## Logistic Regression from scratch (Binary Classification)
Implementation of Logistic Regression using Gradient Descent.

#### Sources:

[Cost Function and Gradient Descent](https://www.coursera.org/learn/machine-learning/supplement/0hpMl/simplified-cost-function-and-gradient-descent)
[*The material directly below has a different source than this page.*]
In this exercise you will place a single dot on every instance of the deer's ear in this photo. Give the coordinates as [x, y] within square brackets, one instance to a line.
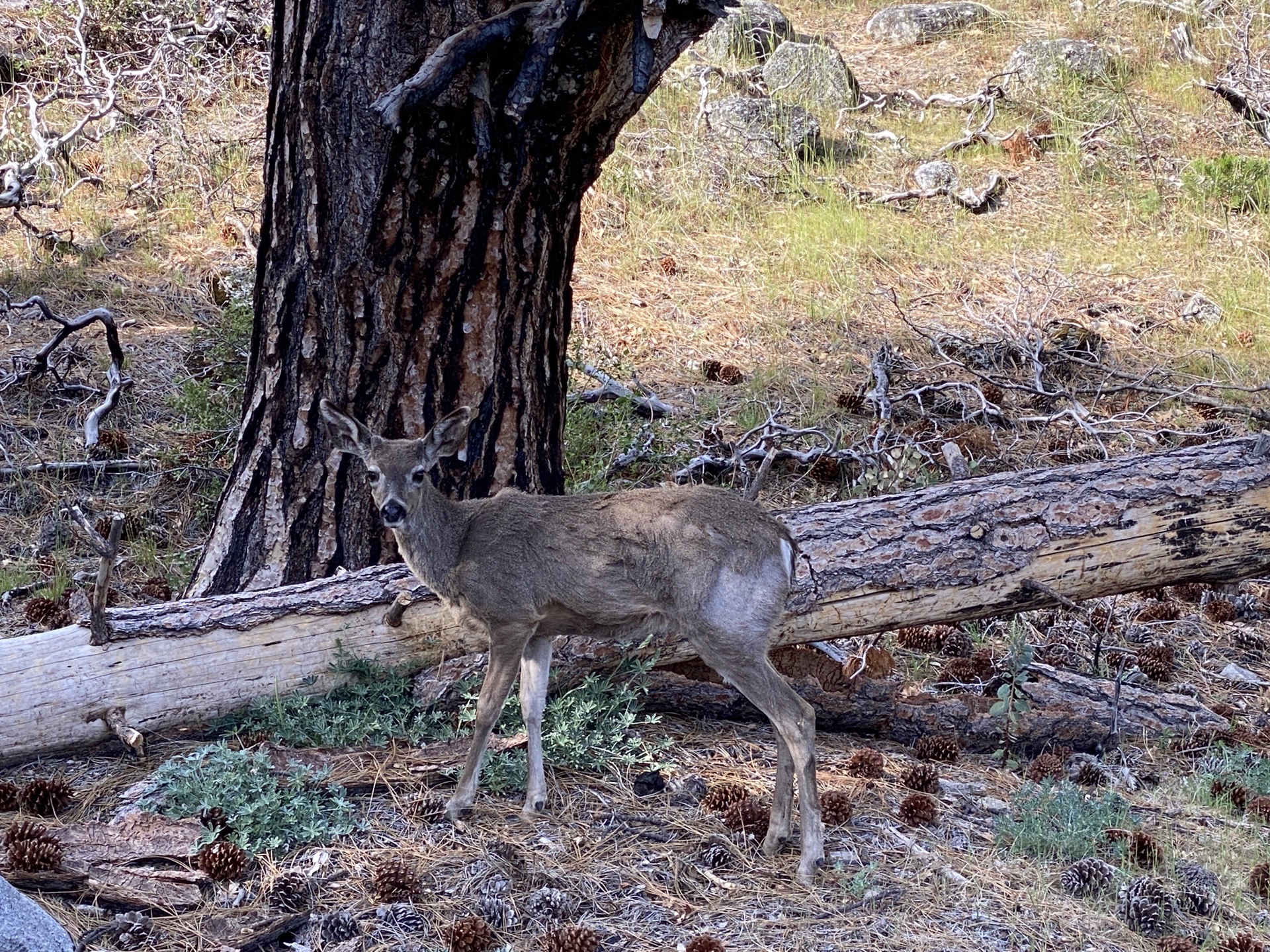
[347, 433]
[448, 437]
#### Optimization algorithms:
[[advanced-optimization]](https://www.coursera.org/learn/machine-learning/lecture/licwf/advanced-optimization)
- Gradient descent
- Conjugate gradient
- BFGS
- L-BFGS


#### Useful Links:

[Logistic regression (binary) - computing the gradient](https://www.youtube.com/watch?v=hWLdFMccpTY)

In [1]:
import pandas as pd
import numpy as np

### Hypothesis function

Logistic Regression hypothesis function is defined as:

$$h_\theta(x) = g(\theta^Tx),$$

where function g is the Sigmoid function and is defined as:

$$g(z)= \frac{1}{1+e^{-z}}$$


We are going to implement sigmoid function.

In [2]:
def sigmoid_function(z):
    return 1/(1+(np.exp(-z)))
    

### Properties of Sigmoid function:
[[decision-boundary]](https://www.coursera.org/learn/machine-learning/supplement/N8qsm/decision-boundary)

$$z = 0 \implies e^{-z} = 1 \implies  g(z) \rightarrow 0.5$$

$$z \rightarrow \infty, \implies e^{-z} \rightarrow 0 \implies g(z) \rightarrow 1$$

$$z \rightarrow -\infty, \implies e^{-z} \rightarrow 0 \implies g(z) \rightarrow 0$$

### Test Sigmoid Function

In [62]:
print('z=0, g(z) = {}'.format(sigmoid_function(0)))
print('z=20, g(z) = {}'.format(sigmoid_function(20).round(8)))
print('z=-20, g(z) = {}'.format(sigmoid_function(-20).round(8)))

z=0, g(z) = 0.5
z=20, g(z) = 1.0
z=-20, g(z) = 0.0


### Vectoried Cost Function:
[[cost-function]](https://www.coursera.org/learn/machine-learning/supplement/bgEt4/cost-function)

We will try to minimise the cost function.

$$h=g(Xθ)$$

$$J(θ)=\frac{1}{m}⋅(−y^{T}log(h)−(1−y)^{T}log(1−h))$$

In [63]:
def cost_function(x, y, theta):
    m = y.shape[0]
    z = x @ theta
    h = sigmoid_function(z)
    print(np.log(h))
    J = (1/m) * ( (-y.T @ np.log(h)) - ((1-y).T @ np.log(1-h)) )
    return J
    

In [64]:
cost_function(x, y, theta)

[[-0.69314718]
 [-0.69314718]
 [-0.69314718]]


array([[0.69314718]])

### Test Cost Function

In [65]:
df = pd.DataFrame({'x1': [2,3,5], 'x2': [3,4,8], 'y': [1,2,3]})

y = df[['y']].to_numpy()
x = df[['x1', 'x2']].to_numpy()

# add column of ones for theta0 (intercept) term
x = np.append(np.ones((3, 1)), x, axis=1)

# Construct initial theta vector after adding a column of ones to x
theta = np.zeros((x.shape[1], 1))

df.head()

Unnamed: 0,x1,x2,y
0,2,3,1
1,3,4,2
2,5,8,3


In [66]:
theta

array([[0.],
       [0.],
       [0.]])

### Gradient Descent:
[[gradient-descent]](https://www.coursera.org/learn/machine-learning/supplement/0hpMl/simplified-cost-function-and-gradient-descent)

We will use Gradient Descent to minimise the cost function.

General form of gradient descent:
\begin{align}
Repeat \{ \\
        θ_j := θ_j − \alpha\frac{∂}{∂θ_j}J(θ) \\
\}
\end{align}


Vectorised implementation after workig out the partial derivatives:

\begin{align}
θ := θ− \frac{α}{m} X^T(g(Xθ) - y)
\end{align}